Они стали встречаться по несколько раз в год. Борис постоянно останавливался в «Хилтоне» Тель-Авива, и там, в его номере, решались многие вопросы, связанные с его отношением к этой стране, в которой до встречи со своим старым другом он не бывал. Залесский посещал вместе с Шерманом воинские части и жертвовал солидные суммы на улучшение бытовых условий солдат. Он испытывал удовольствие от того, что мог, минуя бюрократические проволочки, тут же выполнять просьбы этих мальчишек в военной форме, которым приходилось находиться в более чем спартанских условиях.

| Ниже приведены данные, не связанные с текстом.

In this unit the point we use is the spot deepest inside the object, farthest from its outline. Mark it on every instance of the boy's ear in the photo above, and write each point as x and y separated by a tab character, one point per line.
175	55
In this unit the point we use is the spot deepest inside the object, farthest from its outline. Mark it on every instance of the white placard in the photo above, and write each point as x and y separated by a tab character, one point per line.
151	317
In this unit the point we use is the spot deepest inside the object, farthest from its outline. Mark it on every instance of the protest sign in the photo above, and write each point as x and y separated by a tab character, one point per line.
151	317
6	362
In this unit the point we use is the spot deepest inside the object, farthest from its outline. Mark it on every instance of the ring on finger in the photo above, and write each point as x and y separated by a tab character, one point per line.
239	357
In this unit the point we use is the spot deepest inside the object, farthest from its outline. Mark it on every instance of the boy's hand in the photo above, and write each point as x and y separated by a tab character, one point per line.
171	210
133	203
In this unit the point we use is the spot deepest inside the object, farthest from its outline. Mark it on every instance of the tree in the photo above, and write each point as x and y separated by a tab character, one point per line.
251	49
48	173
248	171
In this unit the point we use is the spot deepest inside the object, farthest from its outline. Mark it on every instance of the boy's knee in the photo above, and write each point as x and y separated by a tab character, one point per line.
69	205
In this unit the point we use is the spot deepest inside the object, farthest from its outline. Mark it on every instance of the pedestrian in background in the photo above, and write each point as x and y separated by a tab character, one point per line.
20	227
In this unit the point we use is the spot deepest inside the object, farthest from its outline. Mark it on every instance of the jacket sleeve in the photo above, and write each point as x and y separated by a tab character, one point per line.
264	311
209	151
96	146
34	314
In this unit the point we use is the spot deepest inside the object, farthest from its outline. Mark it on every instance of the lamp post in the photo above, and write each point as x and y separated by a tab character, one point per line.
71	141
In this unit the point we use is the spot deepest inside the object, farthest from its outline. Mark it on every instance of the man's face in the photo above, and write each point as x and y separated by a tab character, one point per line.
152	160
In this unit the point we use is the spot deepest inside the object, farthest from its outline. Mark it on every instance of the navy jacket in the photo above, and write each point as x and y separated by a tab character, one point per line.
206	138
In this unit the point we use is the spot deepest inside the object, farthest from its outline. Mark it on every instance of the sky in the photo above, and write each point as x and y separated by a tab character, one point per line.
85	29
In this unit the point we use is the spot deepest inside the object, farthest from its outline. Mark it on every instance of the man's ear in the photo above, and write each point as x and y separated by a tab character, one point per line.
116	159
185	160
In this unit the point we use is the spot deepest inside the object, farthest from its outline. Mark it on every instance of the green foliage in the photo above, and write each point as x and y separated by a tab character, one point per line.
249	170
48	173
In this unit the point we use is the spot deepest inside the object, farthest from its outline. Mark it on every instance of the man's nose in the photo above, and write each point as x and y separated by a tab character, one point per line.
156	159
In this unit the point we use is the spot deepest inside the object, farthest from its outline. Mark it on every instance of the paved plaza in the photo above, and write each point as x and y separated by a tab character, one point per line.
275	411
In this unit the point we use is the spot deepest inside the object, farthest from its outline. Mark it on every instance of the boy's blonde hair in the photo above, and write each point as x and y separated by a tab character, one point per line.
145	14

Однажды они с Менахемом приехали в пустыню к самой границе с Египтом. Солдаты жили в бетонных домиках при сорокаградусной жаре, охраняя территорию, прилегающую к расположению вертолетного полка. После построения перед высоким начальством Борис попросил сержантов собрать их в одном из помещений и задал вопрос, что бы им хотелось иметь из незапрещенных вещей? Ему пришлось уговаривать их, не стесняясь, рассказать о том, что больше всего поможет скрасить их нелегкую службу. Очень скромно прозвучало несколько пожеланий: магнитофон, кассеты с музыкой, телевизор, фотоаппарат… Они имели в виду, что все перечисленное они получат по одной штуке на всех.
На следующий день в подразделение приехал микроавтобус, доверху заполненный техникой. Для каждого домика свой телевизор, свой музыкальный центр, несколько фотоаппаратов и фотокамер, несколько коробок с пленками, фотоувеличителями и реактивами.
Благотворительность стала для Залесского важной статьей расходов. Эта деятельность давала ему огромное моральное удовлетворение, а для его бухгалтерии – серьезное снижение налогов. Разумеется, не это было его целью, но когда его бухгалтер сообщила о тех цифрах, которые ей удалось в связи с благотворительной деятельностью сэкономить, он посчитал это заслуженной благодатью.
Как-то Шерман рассказал о том, что при центральной больнице Тель-Авива «Ихилов» собираются строить новый корпус.
– Вот где можно оказать реальную помощь стране!
Высоким слогом Менахем закончил шутливый разговор с Залесским о том, как неоднозначна поддержка американской диаспоры, когда вопрос касается материальной помощи. Борис ничего на это не ответил, но на следующий день его начальник финансового отдела связался с руководством больницы, и компания перечислила в фонд ее развития четыре миллиона долларов. После завершения строительства у входа в новый корпус руководство «Ихилов» установило бронзовую табличку, на которой было написано «ЭТО ЗДАНИЕ ПОСТРОЕНО ПРИ ФИНАНСОВОЙ ПОДДЕРЖКЕ БОРИСА И ДЖЕККИ ЗАЛЕССКИХ».